To give you a hint, the CRC function I always drop in to my projects has this prototype:
uint16_t Crc16(const uint8_t* buffer, size_t size,
uint16_t polynomial, uint16_t crc);
You don't have to call the function once and feed it the complete contents of the file. Instead you can loop through the file in blocks and call the function for each block. The polynomial argument in your case is 0xA001 (which is BTW a polynomial in 'reversed' form), and the crc argument is set to 0xFFFF the first time. Each subsequent time you call the function you pass the previous return value of the function to the crc argument.
In your second code frament (CRC16_unchar) you first determine the filesize and then read that number of bytes. Don't do that, it unnecessary limits you to handle files of maximum 4GB (in the most cases). Just reading until EOF is cleaner IMHO.
Furthermore I see that you are struggling with signed/unsigned bytes. Do know that
printf doesn't know if you pass an signed or unsigned integer. You tell printf with '%d' or '%u' how to interpret the integer.
Even in C itself there is hardly a difference between a signed and unsigned integer. C won't magically change the value of 255 to -1 if you do int8_t x = 255.
See this anser for more details about when C uses the signedness of an integer: When does the signedness of an integer really matter?. Rule of thumb: Just always use uint8_t for handling raw bytes.
So both functions are fine regarding signedness/integer size.
EDIT: As other users indicated in their answers, read the file in block instead per-byte:
uint16_t CRC16_int(const char* filePath) {
FILE *readFile;
const uint8_t buf[1024];
size_t len;
uint16_t result = 0xffff;;
/* Open a file for reading. */
readFile = fopen(filePath, "rb");
if (readFile == NULL) {
exit(1);
}
/* Read until EOF. */
while ( (len = fread(buf, sizeof(buf), 1, readFile)) > 0 ) {
result = Crc16(buf, len, 0xA001, result);
}
/* readFile could be in error state, check it with ferror() or feof() functions. */
return result;
}
Also you should alter you function prototype to make it possible to return an error, e.g.:
// Return true when successful, false on error. CRC is stored in result.
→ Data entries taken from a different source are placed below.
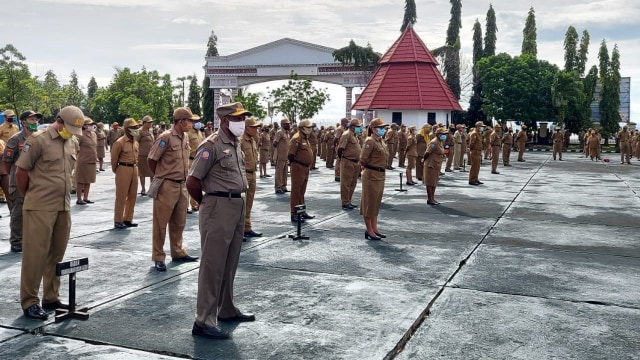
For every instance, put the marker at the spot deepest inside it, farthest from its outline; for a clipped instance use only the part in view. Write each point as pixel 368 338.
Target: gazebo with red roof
pixel 407 87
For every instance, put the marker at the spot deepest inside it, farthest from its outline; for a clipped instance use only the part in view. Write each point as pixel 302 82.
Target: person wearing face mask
pixel 300 156
pixel 281 145
pixel 44 177
pixel 169 163
pixel 219 172
pixel 507 144
pixel 432 160
pixel 349 151
pixel 124 163
pixel 373 161
pixel 85 172
pixel 475 153
pixel 29 120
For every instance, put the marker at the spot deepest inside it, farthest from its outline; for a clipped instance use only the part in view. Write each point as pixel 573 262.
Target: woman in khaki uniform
pixel 422 139
pixel 86 162
pixel 373 161
pixel 101 137
pixel 432 160
pixel 411 152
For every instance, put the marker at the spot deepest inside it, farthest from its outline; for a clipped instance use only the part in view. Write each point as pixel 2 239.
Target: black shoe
pixel 186 258
pixel 35 312
pixel 211 333
pixel 160 266
pixel 240 317
pixel 369 237
pixel 252 233
pixel 55 305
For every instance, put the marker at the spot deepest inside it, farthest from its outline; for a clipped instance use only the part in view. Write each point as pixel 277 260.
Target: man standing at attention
pixel 168 160
pixel 43 176
pixel 218 170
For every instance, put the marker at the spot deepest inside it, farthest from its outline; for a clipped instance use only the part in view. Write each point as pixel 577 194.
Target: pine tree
pixel 529 39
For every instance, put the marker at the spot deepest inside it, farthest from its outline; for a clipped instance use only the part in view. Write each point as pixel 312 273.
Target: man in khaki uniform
pixel 168 159
pixel 521 141
pixel 219 172
pixel 43 176
pixel 507 144
pixel 475 151
pixel 195 138
pixel 391 138
pixel 495 140
pixel 558 140
pixel 29 120
pixel 349 153
pixel 300 156
pixel 402 145
pixel 250 151
pixel 281 144
pixel 124 163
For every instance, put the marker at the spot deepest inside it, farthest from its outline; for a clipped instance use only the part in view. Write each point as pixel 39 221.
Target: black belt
pixel 374 168
pixel 225 194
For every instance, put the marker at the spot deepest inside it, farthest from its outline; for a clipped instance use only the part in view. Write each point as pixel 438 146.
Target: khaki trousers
pixel 281 175
pixel 126 193
pixel 46 234
pixel 16 201
pixel 221 230
pixel 476 158
pixel 251 193
pixel 169 208
pixel 348 180
pixel 299 179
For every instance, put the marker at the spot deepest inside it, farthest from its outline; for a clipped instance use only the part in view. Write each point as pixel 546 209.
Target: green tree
pixel 15 79
pixel 570 49
pixel 194 95
pixel 529 39
pixel 251 102
pixel 361 57
pixel 490 36
pixel 298 99
pixel 410 14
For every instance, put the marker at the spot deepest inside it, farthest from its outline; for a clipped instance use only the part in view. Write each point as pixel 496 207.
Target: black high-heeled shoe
pixel 369 237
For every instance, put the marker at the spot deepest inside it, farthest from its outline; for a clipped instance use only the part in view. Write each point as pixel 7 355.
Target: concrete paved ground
pixel 540 262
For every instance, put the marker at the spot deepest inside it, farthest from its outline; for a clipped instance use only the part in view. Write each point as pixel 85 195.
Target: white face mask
pixel 236 127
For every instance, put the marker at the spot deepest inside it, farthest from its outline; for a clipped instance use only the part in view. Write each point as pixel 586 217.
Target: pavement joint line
pixel 589 302
pixel 427 311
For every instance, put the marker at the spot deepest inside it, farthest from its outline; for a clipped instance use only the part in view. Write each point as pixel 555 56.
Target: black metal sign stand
pixel 300 209
pixel 401 189
pixel 71 268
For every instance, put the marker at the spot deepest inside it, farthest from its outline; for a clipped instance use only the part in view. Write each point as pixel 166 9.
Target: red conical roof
pixel 407 79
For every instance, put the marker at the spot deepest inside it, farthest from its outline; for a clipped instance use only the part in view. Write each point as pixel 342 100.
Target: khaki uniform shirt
pixel 7 130
pixel 219 165
pixel 171 151
pixel 145 142
pixel 301 149
pixel 125 151
pixel 350 145
pixel 50 160
pixel 250 151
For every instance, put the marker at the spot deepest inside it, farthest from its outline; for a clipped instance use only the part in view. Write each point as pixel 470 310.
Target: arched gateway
pixel 275 61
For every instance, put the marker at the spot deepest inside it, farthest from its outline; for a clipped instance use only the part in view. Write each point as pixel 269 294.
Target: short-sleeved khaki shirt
pixel 171 151
pixel 219 165
pixel 49 160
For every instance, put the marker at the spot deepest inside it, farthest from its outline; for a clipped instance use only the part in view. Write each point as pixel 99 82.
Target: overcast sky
pixel 93 37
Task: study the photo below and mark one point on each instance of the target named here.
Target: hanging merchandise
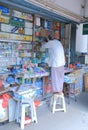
(2, 110)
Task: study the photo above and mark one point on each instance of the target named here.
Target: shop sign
(4, 10)
(85, 29)
(17, 22)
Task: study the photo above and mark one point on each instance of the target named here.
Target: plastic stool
(33, 113)
(20, 114)
(58, 103)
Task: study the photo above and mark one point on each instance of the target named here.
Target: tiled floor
(76, 117)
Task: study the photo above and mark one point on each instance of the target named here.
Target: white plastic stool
(58, 103)
(32, 110)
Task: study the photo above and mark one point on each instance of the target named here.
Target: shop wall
(86, 8)
(81, 40)
(75, 6)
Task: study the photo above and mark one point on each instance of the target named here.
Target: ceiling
(29, 7)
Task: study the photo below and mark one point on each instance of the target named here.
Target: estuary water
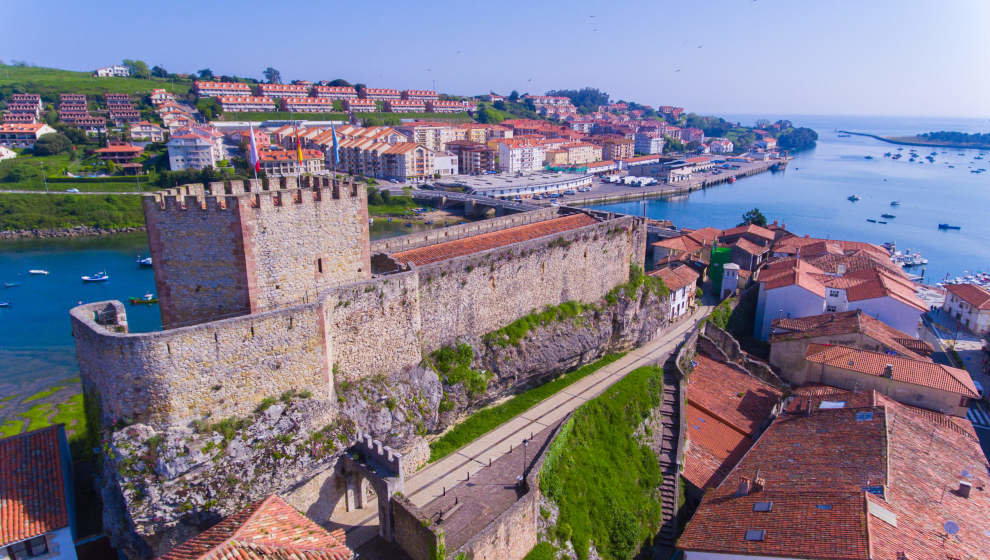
(810, 197)
(35, 332)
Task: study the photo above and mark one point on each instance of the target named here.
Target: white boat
(98, 277)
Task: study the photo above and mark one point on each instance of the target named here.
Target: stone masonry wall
(434, 236)
(214, 370)
(479, 293)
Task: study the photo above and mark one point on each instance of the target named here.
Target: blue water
(810, 196)
(35, 332)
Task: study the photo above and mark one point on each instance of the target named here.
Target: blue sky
(883, 57)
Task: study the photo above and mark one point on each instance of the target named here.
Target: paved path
(429, 483)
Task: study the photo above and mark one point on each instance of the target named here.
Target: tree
(754, 217)
(51, 144)
(273, 76)
(139, 68)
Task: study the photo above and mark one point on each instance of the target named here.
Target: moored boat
(98, 277)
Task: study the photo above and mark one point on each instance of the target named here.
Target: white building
(970, 305)
(37, 518)
(117, 70)
(520, 157)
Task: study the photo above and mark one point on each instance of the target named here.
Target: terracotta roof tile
(267, 530)
(32, 489)
(907, 370)
(492, 240)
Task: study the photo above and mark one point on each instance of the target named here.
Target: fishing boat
(146, 299)
(98, 277)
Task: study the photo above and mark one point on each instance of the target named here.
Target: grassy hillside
(603, 478)
(49, 82)
(40, 211)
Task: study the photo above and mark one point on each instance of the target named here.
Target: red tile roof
(267, 530)
(849, 322)
(725, 408)
(916, 372)
(972, 294)
(677, 278)
(32, 489)
(492, 240)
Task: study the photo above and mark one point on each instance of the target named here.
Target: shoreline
(906, 141)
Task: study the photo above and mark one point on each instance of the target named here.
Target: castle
(269, 288)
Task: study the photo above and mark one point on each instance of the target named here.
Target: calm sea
(811, 195)
(35, 333)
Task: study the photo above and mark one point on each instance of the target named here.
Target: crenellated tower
(237, 247)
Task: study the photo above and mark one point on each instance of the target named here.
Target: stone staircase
(669, 461)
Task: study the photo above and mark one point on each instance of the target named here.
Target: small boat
(98, 277)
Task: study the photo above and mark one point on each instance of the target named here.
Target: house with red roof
(269, 529)
(845, 475)
(790, 338)
(920, 383)
(970, 305)
(37, 517)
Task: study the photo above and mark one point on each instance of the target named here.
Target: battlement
(256, 193)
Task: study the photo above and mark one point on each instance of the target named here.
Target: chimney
(744, 487)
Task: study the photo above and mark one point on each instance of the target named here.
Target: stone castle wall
(238, 248)
(460, 231)
(213, 370)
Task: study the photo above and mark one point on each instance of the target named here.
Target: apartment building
(279, 163)
(449, 106)
(379, 94)
(420, 95)
(283, 90)
(335, 92)
(359, 105)
(473, 158)
(520, 156)
(649, 143)
(15, 135)
(245, 104)
(307, 104)
(222, 89)
(144, 130)
(405, 106)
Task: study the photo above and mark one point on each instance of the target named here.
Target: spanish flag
(298, 146)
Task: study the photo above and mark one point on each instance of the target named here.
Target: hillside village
(542, 381)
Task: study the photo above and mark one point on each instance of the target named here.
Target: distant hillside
(49, 82)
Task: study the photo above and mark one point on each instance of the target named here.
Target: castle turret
(241, 247)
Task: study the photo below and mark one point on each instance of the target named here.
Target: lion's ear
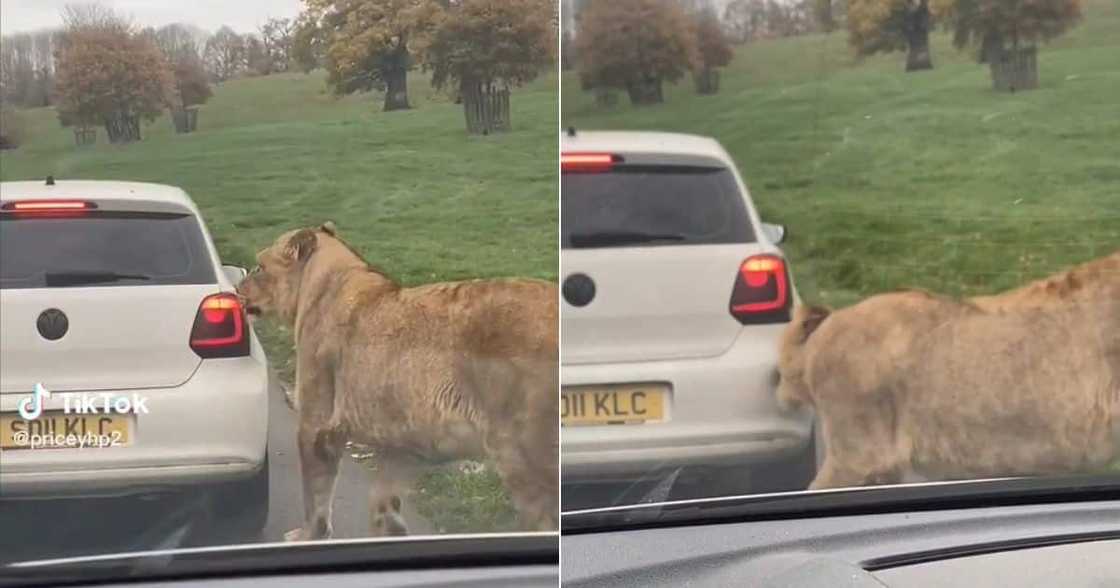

bool CRC16_int(const char* filePath, uint16_t *result)
You want to read and write 8-bit bytes using unsigned char instead of plain char because char can be either signed or unsigned and that's up to the compiler (allowed by the C standard). So, the value you get from getc() should be converted to unsigned char prior to being used in the CRC calculations. You could also fread() into an unsigned char. If you work with signed chars, sign extension of chars into ints will likely break your CRC calculations.
Also, per the C standard fseek(FilePtr, 0, SEEK_END) has undefined behavior for binary streams and binary streams need not meaningfully support SEEK_END in fseek(). In practice, though, this usually works as we want.
Another thing you should consider is checking for I/O errors. Your code is broken in this respect.
The datatype you do the calculation with should, in my opinion, not be the same that you read from the file. Doing one function call into the runtime library to read a single byte is simply not efficient. You should probably read on the order of 2-4 KB at a time, and then iterate over each returned "chunk" in whatever manner you choose.
There's also absolutely no point in reading in the size of the file in advance, you should simply read until reading returns less data than expected, in which case you can inspect feof() and ferror() to figure out what to do, typically just stop since you're done. See the fread() manual page.